How can I extract signals for the different frequencies from one master signal?

Graphic EQ


2 Answers 2


It is not clear if you want to visualize the signal or process/transform it ("graphic equalizer" is an effect/transformation adjusting the signal level independently in various frequency bands, not a visualization - a more correct term for the representation you posted an image of is "spectrum analyzer").

It is not clear if you are working in the analog domain or the digital domain, and what kind of technology you want to employ (analog electronics? computer code running on a DSP chip or microcontroller? on a desktop computer?).

Are your signals audio signals?
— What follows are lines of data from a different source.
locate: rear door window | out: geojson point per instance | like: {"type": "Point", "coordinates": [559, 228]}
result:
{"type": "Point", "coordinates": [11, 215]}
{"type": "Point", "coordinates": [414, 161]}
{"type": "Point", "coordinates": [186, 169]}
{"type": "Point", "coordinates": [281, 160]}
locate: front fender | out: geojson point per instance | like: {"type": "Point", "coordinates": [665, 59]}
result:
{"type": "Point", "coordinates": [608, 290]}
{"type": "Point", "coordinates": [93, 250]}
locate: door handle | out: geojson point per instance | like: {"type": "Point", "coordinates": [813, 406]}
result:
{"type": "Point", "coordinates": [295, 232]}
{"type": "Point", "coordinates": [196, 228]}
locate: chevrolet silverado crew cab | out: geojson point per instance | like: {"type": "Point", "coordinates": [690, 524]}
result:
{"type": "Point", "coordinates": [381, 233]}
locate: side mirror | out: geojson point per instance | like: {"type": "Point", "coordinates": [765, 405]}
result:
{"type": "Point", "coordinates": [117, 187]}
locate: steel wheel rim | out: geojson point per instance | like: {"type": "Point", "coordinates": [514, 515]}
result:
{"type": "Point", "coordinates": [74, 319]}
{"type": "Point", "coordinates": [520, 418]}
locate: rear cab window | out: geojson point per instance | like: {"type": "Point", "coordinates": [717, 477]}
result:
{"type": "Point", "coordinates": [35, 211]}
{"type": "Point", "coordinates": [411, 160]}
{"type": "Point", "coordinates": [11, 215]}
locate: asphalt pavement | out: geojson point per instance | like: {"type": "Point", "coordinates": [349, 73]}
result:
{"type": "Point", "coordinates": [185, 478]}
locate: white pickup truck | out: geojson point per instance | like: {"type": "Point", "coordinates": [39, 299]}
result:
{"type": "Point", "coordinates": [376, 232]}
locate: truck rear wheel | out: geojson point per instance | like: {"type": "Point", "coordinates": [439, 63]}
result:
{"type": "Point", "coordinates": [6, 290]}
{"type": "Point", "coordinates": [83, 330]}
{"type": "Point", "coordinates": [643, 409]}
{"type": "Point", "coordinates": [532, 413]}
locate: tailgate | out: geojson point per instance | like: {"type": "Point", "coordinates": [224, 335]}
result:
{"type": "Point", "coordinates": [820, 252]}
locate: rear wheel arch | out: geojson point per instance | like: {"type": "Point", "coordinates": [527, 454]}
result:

In which case you have to be aware that a meaningful representation should display the 20 Hz .. 20kHz range (range of human hearing), and that it should be subdivided logarithmically.

To get this kind of visualization, there are two solutions:

  • A bunch of band-pass filters (and a low-pass + a high-pass for the lower and higher channels). You then measure the (log-) energy in each band to get the "height" of each bar. This can be done in the analog domain (a bunch of op-amps for the filter, a rectifier to measure the signal level, and a log-amplifier to get the energy on a log scale; or with dedicated ICs like the MSGEQ7); or in the digital domain with digital filters.
  • A FFT + some grouping of adjacent bins (which is more or less equivalent to computing the filter bank in the frequency domain). Note that this can only be used for digital signals.
  • 1
    $\begingroup$ Thankyou. Sorry, for being unclear, I'm new to all of this. It is a PCM signal (I have cleared this up in the question), and a desktop computer. And, yes it is audio, (I am aware of the 20 > 20k range, the numbers I gave were just off the top of my head random numbers) $\endgroup$
    – ACarter
    Commented Jan 11, 2013 at 20:07

The signal is PCM data, so an FFT algorithm is appropriate (as already mentioned above). There are lots of shareware applications that do this, so unless you are interested in the thrill of developing such an app, search for something like "pc spectrum analyzer". If you want to develop the app, you probably want to find some libraries that provide canned signal processing algorithms. Again you can search and find such things without much difficulty. Perhaps other users can offer up references to libraries that they have used.